Thought you guys might like to also read the following post made yesterday on a Newmar owner's forum that I particpate in. It's from a very well respected Newmar (and other lines) dealer in Oklahoma City.
"It's sad that Monaco may not be in business anymore, but maybe Warren Buffet or another investor will rescue them. Being a public company is both a blessing and a curse. It can raise money for the company and make the owners rich. However, the curses are numerous. You're usually not as nimble because of the layers of management. Audits and SEC filings are extremely expensive. But, IMO the biggest curse is that the pressure to perform each quarter is enormous. It can cause companies to make short-term decisions instead of doing what's best for the company long-term. Making ill-advised acquisitions or blowing out inventory at the end of the quarter to make the numbers can be the start of a slow death.
I think Monaco's decision to sell a national chain a ton of motorhomes at hugediscounts a few months ago was the beginning of the end. While I'm sure they felt it was something they needed to do to keep their line moving and their workers working, it angered the existing dealers as they had promised in their much ballyhooed "Franchise of the Future" that every dealer would pay the same price. Newmar was approached a couple of years ago by the same chain to give them special discounts and they refused.
Newmar has been under no pressure to perform each quarter and have the luxury to think long-term. They've saved their money over the years and stayed debt-free. They've invested in R&D and got a headstart on everyone with the motorhome slide-out. They've been very innovative over the years. They only build units that are sold to either dealers for stock or special orders for customers. If the orders slow down, they just slow down their production or shut it down completely until they accumulate a few weeks of orders.
Right now, they are about the only game in town that will do extensive specials. They are getting full price for their units and passing along any supplier increases. The next one was announced last week and will take effect March 23. Very small, but still an increase. Every few weeks they have to repurchase units that a west or east coast dealer defaults on, but most all of those units are repurchased below invoice and resold to the existing dealers. They don't have hundreds of dealers, so their exposure is less than most. I assume that the money they make on the units their building now helps defray the cost of some repurchases. Clearly, business is not great for any of the manufacturers, but there are quite a few treading water or losing money slowly.

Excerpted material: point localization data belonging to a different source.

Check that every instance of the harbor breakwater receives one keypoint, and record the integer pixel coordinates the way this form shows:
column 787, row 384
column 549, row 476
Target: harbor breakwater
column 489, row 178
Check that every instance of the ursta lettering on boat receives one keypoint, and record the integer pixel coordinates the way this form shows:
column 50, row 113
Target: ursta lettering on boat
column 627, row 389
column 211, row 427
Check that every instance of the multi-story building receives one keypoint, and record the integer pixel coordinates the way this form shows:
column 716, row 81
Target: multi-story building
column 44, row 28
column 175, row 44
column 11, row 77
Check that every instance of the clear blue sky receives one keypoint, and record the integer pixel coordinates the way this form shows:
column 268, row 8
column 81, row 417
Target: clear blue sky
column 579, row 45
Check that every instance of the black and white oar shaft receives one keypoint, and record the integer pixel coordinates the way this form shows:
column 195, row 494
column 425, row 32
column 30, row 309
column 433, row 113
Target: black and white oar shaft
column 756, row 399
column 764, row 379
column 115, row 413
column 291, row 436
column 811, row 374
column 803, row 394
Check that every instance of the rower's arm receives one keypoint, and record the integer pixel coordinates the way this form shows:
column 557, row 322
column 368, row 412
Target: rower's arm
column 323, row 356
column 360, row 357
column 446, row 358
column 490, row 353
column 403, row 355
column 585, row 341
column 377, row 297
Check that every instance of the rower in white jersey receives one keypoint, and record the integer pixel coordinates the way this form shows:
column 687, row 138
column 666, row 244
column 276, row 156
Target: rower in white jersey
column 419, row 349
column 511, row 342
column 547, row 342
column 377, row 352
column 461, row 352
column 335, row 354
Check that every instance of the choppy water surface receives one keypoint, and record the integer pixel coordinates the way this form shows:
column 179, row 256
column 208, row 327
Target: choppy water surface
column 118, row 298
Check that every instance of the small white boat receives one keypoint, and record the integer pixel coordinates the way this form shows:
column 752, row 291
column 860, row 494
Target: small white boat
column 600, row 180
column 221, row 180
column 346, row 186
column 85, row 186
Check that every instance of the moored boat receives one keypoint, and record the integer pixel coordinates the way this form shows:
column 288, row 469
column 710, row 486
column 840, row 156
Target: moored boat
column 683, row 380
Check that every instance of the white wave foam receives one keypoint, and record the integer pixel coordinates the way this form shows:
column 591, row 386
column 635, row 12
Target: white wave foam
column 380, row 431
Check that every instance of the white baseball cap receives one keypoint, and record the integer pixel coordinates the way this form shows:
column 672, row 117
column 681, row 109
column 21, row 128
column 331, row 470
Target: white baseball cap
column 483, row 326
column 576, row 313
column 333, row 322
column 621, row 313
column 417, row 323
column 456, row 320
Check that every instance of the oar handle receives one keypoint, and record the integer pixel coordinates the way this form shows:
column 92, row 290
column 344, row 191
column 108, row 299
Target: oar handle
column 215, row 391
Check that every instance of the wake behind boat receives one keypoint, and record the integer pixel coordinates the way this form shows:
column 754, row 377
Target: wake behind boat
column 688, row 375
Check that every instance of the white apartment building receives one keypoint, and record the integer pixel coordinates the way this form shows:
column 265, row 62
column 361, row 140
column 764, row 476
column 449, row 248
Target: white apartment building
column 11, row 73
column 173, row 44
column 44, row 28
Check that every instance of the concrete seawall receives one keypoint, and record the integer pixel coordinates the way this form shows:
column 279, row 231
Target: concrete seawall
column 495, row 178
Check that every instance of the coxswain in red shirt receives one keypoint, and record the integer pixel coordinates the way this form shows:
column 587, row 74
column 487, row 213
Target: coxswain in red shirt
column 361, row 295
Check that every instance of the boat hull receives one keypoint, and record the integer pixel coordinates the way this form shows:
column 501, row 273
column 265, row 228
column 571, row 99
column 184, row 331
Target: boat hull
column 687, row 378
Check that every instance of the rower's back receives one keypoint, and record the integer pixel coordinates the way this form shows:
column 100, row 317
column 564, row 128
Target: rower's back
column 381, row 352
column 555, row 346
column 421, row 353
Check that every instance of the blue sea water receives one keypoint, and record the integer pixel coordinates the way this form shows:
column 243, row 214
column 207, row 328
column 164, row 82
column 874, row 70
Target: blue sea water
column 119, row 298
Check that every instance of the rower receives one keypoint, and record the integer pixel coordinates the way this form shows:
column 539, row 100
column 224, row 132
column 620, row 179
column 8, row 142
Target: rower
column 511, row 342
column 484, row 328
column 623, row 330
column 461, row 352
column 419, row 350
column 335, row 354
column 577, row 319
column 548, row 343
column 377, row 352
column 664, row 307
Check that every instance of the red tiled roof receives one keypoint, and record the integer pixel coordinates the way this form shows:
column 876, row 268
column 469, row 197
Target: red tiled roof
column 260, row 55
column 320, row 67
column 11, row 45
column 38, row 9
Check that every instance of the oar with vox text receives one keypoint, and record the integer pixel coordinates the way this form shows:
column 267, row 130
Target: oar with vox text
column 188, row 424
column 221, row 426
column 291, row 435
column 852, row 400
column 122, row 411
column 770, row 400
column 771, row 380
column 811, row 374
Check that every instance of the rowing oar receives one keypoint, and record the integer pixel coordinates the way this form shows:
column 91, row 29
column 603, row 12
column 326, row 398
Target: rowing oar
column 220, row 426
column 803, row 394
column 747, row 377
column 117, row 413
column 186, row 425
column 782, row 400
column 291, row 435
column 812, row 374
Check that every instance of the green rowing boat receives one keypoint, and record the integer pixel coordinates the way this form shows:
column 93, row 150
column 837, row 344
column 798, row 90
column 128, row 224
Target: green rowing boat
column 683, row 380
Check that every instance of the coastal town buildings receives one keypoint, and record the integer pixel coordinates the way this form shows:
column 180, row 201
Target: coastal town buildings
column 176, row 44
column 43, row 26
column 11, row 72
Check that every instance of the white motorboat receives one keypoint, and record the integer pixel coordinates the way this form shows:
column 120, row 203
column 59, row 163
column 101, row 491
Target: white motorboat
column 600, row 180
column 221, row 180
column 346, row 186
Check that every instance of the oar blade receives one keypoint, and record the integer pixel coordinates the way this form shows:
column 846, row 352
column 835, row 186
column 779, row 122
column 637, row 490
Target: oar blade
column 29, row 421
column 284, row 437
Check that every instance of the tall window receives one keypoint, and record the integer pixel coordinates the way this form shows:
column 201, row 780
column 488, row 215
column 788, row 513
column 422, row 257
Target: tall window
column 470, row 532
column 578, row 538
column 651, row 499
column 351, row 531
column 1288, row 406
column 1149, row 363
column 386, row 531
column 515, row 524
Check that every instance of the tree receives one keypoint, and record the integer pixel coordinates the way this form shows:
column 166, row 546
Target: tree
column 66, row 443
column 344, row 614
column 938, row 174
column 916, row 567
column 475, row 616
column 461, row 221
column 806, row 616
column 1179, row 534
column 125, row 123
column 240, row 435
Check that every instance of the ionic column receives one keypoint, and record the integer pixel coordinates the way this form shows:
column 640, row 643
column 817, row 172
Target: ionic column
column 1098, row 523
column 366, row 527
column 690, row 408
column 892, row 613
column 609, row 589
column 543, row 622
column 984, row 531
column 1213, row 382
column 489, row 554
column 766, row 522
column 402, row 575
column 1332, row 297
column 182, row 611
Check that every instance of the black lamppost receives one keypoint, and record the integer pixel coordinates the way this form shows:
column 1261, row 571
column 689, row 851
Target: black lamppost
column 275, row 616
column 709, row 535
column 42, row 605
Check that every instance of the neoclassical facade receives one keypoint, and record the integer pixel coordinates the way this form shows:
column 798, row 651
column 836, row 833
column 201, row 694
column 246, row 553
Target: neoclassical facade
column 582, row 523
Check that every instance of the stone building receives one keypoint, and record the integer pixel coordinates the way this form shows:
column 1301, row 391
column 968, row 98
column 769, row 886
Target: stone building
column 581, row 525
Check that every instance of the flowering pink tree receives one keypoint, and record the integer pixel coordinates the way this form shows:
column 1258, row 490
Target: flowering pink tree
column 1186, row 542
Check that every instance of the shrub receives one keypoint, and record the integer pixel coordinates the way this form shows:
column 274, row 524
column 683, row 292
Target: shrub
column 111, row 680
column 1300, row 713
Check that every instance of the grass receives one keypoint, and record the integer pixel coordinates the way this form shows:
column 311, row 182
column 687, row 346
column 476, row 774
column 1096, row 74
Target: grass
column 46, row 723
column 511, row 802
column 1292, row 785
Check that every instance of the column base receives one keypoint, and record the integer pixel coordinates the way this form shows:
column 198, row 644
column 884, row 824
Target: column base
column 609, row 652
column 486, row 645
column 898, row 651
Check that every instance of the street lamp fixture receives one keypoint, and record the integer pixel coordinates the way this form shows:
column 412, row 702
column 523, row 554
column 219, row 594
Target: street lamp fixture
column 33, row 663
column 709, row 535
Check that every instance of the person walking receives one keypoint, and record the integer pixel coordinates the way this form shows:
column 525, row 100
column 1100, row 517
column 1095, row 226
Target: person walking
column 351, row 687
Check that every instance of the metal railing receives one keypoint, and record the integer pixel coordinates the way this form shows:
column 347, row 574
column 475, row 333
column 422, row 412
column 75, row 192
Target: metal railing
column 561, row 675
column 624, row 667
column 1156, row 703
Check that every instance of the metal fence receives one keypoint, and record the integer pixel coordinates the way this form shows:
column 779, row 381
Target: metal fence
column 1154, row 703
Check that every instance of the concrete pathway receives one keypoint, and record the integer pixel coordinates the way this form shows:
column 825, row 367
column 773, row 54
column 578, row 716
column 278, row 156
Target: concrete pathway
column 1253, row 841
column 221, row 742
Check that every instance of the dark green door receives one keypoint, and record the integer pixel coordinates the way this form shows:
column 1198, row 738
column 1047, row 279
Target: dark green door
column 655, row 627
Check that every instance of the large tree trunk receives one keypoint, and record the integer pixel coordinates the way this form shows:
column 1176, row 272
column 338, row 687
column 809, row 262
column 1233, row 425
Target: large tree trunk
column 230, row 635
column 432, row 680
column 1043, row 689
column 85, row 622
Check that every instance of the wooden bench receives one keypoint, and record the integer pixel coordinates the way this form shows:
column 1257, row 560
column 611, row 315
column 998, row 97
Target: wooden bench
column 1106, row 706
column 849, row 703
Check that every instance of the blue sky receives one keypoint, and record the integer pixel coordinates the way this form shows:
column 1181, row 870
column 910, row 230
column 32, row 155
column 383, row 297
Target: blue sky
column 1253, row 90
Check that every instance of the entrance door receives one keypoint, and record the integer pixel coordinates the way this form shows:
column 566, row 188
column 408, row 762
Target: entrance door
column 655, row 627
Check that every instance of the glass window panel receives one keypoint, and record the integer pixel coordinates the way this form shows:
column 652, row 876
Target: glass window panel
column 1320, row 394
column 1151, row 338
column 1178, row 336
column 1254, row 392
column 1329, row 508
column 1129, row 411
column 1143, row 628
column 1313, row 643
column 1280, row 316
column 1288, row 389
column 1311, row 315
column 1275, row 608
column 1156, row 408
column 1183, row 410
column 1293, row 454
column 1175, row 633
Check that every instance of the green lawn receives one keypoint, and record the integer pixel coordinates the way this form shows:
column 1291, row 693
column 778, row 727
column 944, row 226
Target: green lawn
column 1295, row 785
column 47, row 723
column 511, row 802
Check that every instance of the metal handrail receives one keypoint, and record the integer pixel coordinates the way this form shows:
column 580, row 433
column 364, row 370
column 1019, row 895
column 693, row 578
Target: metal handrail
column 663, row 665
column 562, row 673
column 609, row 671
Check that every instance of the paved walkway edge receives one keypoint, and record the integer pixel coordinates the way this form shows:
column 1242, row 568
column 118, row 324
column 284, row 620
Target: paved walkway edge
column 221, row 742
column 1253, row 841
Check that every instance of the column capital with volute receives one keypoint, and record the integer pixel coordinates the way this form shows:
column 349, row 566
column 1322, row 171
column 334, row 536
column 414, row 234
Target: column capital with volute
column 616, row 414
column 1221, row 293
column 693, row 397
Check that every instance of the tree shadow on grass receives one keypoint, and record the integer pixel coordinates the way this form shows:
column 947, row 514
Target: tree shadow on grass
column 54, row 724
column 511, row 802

Today's Newmar buyer has a choice between ordering a perfect custom coach at full price or buy a maybe not so perfect coach for them at a large discount. That has kept the distressed units moving well and the special orders have been coming in. There's seems to be significant pent-up demand. We just had the best February in our history. Every department set an all-time February record. It seems that buyers are realizing that this is the best RV buyer's market EVER if you're looking for a 2007 or 2008 repo or a pre-owned coach.
In the public sector I think that Winnebago, Thor and Forest River are very strong. In the private sector, Newmar, Jayco and Tiffin are in good shape, IMO. I've had in-depth discussions with Newmar and Jayco and they are in good shape. Of course, I can't prove that because they're private corporations. But, I trust what they tell me and they've always been straight with me. Some of these relationships are 20, 30 years old.
The biggest problem out there now is dealer financing, not customer financing. We're getting virtually everything we sell financed. They might have to put a little more down and they most definitely have to produce more proof of income, tax returns, etc. than before, but they do get financing.
Dealer inventory financing is another story. The credit markets are still
pretty much froze up for dealers. There are only 3 national lenders left in the game due to recent consolidations and others deciding to get out. The 3 left try to figure out ways of keeping the dealer from accessing their credit line. It's brutal and it's killing the manufacturers, too. Dealers want to buy product from them, but can't. Customers want to see the unit before they buy, but can't. I've had to bring in several lower end trailers COD (can't afford to do diesels COD!) because of all the red tape. Customers are purchasing half-million dollar Newmars without seeing them first, because of the discounts, but it's still a tougher sale.
Supposedly, the TALF/TARP bill will unfreeze the credit lines for dealers, but it hasn't happened yet. When it does, the deep discount deals will disappear quickly. That will likely happen in the next few weeks, just as seasonal demand increases. The manufacturers left standing should benefit quickly.